The new moves come after 23 people were killed two weeks ago on the Spanish-Morocco border that is Africa’s only border with the EU.

EU Commissioner for Home Affairs Ylva Johansson and Spanish Interior Minister Fernando Grande-Marlaska met Morocco’s Interior Minister Abdelouafi Laftit in Rabat on Friday.

They discussed the events of June 24 at the Melilla-Morocco border when hundreds of sub-Saharan migrants and asylum seekers attempted to storm through a border post and scale a border fence. In addition to the deaths, more than 70 civilians were injured.

“We have discussed how we can further co-operate on fighting the smugglers, preventing such violent and dangerous situation as we saw two weeks ago,” Ms Johansson said.

The European Commission said it would enhance police co-operation with Morocco, including with joint investigations.

“It’s important that we address these dangerous situations and these well-organised smuggling groups together to save lives and manage migration in an orderly way and I’m happy that we can do this together with Morocco and together with Spain,” Ms Johansson added.

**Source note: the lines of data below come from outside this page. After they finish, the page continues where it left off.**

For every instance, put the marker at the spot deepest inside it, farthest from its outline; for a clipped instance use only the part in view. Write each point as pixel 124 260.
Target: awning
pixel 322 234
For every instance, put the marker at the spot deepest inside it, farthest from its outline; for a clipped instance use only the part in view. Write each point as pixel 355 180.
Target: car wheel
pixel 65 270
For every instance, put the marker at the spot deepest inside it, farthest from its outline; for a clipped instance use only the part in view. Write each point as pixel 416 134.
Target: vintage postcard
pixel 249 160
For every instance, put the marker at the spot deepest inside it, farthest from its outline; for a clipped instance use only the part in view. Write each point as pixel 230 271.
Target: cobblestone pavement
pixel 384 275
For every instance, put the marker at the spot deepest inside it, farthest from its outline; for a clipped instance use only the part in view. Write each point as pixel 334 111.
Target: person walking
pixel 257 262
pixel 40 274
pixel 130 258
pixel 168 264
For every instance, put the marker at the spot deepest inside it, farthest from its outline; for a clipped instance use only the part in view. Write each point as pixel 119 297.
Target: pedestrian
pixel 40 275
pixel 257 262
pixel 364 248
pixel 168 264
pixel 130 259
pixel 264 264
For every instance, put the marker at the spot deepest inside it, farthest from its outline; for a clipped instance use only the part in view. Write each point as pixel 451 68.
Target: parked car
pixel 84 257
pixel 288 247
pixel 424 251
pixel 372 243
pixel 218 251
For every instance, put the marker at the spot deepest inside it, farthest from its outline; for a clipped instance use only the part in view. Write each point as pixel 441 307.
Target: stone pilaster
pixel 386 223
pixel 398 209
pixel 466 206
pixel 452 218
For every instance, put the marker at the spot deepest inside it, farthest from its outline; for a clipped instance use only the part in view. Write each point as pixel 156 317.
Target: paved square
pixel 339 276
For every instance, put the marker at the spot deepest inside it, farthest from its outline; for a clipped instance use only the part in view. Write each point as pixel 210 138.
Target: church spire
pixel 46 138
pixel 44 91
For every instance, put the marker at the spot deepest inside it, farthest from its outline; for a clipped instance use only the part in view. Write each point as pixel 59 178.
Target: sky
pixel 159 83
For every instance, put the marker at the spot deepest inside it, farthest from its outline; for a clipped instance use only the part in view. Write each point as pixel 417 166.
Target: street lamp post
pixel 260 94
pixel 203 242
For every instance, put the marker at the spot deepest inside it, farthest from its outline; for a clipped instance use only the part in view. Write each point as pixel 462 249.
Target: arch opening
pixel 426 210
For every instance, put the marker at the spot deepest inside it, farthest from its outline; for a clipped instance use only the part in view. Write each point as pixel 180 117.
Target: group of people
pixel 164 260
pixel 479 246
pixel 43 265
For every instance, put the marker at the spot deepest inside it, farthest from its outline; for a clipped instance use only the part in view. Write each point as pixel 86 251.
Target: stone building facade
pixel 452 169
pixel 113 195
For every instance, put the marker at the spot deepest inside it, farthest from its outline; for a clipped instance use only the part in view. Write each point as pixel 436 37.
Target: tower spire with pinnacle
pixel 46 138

Videos of the June deaths showing men lying on the ground and bleeding as Moroccan officers stood over them sparked public outrage and condemnation from a United Nations chief official.

Other images showed groups of men climbing a fence while hurling rocks at Moroccan anti-riot police and then collapsing on the ground.

Melilla and Ceuta are Spain's two tiny North African enclaves. As the EU's only land borders with Africa, they are a magnet for migrants.

Spain has previously accused Rabat of using migration as a tactic to exert political pressure.

In March this year, Spain ended a year-long diplomatic crisis by backing Morocco's autonomy plan for western Sahara, going back on its decades-long stance of neutrality.

Over the years, thousands of migrants have attempted to cross the 12-kilometre border between Melilla and Morocco, or Ceuta's eight-kilometre border, by climbing fences, swimming along the coast or hiding in vehicles.

The two territories are protected by fences fortified with barbed wire, video cameras and watchtowers.

Migrants sometimes use hooks and sticks to try to climb the border fence and throw stones at police.